To ameliorate the effects of the Obamacare wrecking ball, Wal-Mart Stores, Inc., is venturing into the business of providing primary health care. For $40, the price of a copay (mine are way more), “you can walk into a Wal-Mart clinic and see a doctor.” It’s “just $4 for Walmart U.S. employees and family members.”
Sandra Fluke: You can have a pregnancy test at Wal-Mart for … $3.00.
Via MarketWatch:
On Friday, a Walmart Care Clinic opened in Dalton, Ga., six months after Walmart U.S., the retailer’s biggest unit, entered the business of providing primary health care. It now operates a dozen clinics in rural Texas, South Carolina and Georgia and has increased its target for openings this year to 17. A … cholesterol test [will cost] $8. A typical retail clinic offers acute care only. But a Walmart Care Clinic also treats chronic conditions such as diabetes. (Walmart U.S. also leases space in its stores to 94 clinics owned by others that set their own pricing.)

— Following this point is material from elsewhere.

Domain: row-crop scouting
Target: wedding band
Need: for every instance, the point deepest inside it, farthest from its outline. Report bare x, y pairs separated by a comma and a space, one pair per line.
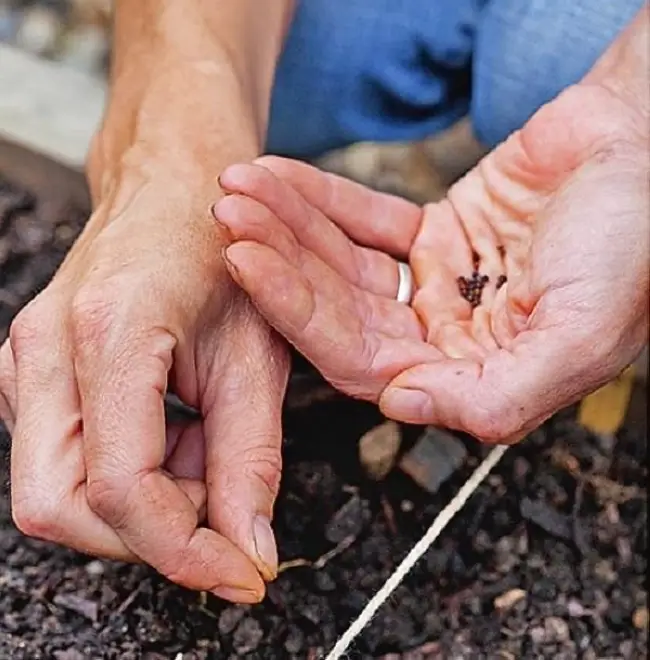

“It was very important to us that we establish a retail price in the health-care industry because price leadership matters to us,” said Jennifer LaPerre, a Walmart U.S. senior director responsible for health and wellness, in an interview.
Let the anti-Wal Mart jousting begin.
Typically, critics of Wal Mart—for example, Marian Kester Coombs, writing for The American Conservative—will do nothing to trace the mysterious mechanism by which Wal-Mart is said to impoverish. By offering “the lowest possible prices all the time, not just during sales”? What precisely is the economic process that accounts for Wal-Mart’s ability to “expel jobs and technology from our own country”? Competition? Offering a product people choose to buy?
“Protecting the home market,” which is what TAC writer advocates, is to the detriment of consumers. It forces them to subsidize less efficient local industries, making them the poorer for it. To keep inefficient industries in the lap of luxury, hundreds of others are doomed to shrink or go under.
The writer aforementioned also froths at the mouth over “the teenage girl in Bangladesh … forced to sew pocket flaps onto 120 pairs of pants per hour for 13 cents per hour.” It sounds dreadful. However, the economic reality is this: Wal-Mart is either offering higher, the same or lower wages than the wages workers were earning before its arrival in Bangladesh. The company would find it hard to attract workers if it was paying less, or the same as other companies. Ergo, Wal-Mart is a benefactor that pays the kind of wage unavailable prior to its arrival. More material, if the entrepreneur were forced to pay workers in excess of their productivity, he would eventually have to disinvest. What will the Bangladeshi teenage girl do when that happens?